Hacker Fortress and Chez JJ are both lovely. Chez JJ has been around a little
longer, so they are more organized and hold great events; Hacker Fortress is a
bit newer and more chaotic, but is more competitive on price. Both have great
people.

Of the three, StartupHouse seems to be "trying" hardest in that the startup-
ness is very in-your-face when you walk in. Key articles by Paul Graham and
similar are hung up on clipboards, everybody is hacking away on keyboards, and
the whole place has a sort of dark, moody, intense feel to it. I only visited
once, so take my impressions with a grain of salt, but it didn't feel as
friendly as HF and ChezJJ - most people didn't look up or seem to notice there
were new people (maybe partly because there are so many people there), and the
guy who showed us around was "on duty" and looked it. Whereas HF and ChezJJ
felt like actual homes and not just places to hack.

In terms of physical building, HF literally feels like a fortress on a hill
(huge mansion, isolated from surrounding houses, great view). ChezJJ is a
cozy, comfy normal house on a street where the houses are close to each other,
with fruit trees in the backyard (yum!).
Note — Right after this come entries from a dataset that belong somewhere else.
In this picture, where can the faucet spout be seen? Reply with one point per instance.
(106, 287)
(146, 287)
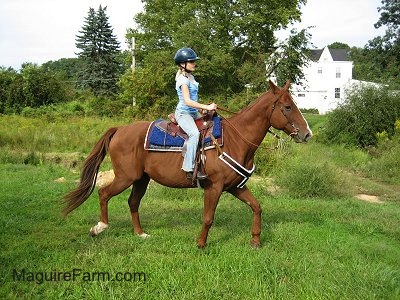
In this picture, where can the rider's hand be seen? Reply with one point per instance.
(212, 106)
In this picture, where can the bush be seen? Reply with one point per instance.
(366, 112)
(303, 178)
(386, 161)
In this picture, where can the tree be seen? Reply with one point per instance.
(233, 38)
(99, 52)
(33, 87)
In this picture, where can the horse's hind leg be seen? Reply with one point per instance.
(117, 186)
(138, 191)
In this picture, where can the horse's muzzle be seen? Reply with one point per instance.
(298, 137)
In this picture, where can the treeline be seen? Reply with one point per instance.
(236, 43)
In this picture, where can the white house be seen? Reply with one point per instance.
(326, 78)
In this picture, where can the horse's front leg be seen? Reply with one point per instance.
(211, 198)
(247, 197)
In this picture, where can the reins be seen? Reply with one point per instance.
(244, 138)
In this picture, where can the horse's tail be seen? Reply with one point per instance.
(89, 172)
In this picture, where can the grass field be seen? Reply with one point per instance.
(312, 249)
(318, 240)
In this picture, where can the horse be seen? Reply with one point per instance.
(134, 166)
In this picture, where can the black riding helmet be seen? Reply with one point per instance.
(184, 55)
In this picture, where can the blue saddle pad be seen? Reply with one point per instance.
(158, 139)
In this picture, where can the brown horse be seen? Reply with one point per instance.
(134, 166)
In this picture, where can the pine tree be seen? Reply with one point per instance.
(99, 51)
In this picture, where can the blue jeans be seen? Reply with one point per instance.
(186, 122)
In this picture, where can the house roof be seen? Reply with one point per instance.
(337, 54)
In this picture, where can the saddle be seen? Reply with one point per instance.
(167, 135)
(204, 123)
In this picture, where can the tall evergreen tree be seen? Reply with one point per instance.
(99, 51)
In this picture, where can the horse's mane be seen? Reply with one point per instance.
(254, 102)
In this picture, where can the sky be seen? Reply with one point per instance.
(38, 31)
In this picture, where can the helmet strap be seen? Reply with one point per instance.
(183, 68)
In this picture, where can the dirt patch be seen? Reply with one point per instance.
(369, 198)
StartupHouse is a retrofitted
warehouse and feels like it.

Whatever place you choose, I highly recommend staying in some kind of hacker
house/hostel. The community you get from this living environment cannot be
approximated elsewhere.

------
jkaykin
<http://chezjj.com> is the best! Come cowork at Parisoma!

Also, check these guys out: <http://www.risesf.com>

------
argumentum
by far the best hacker house in the area is the Hacker Fortress in Los altos
hills (find it on airbn).

unlike Chejj there's no air of pretension, just hackers hacking and helping
each other out on cool projects.

------
aayala
Look in <https://www.airbnb.com>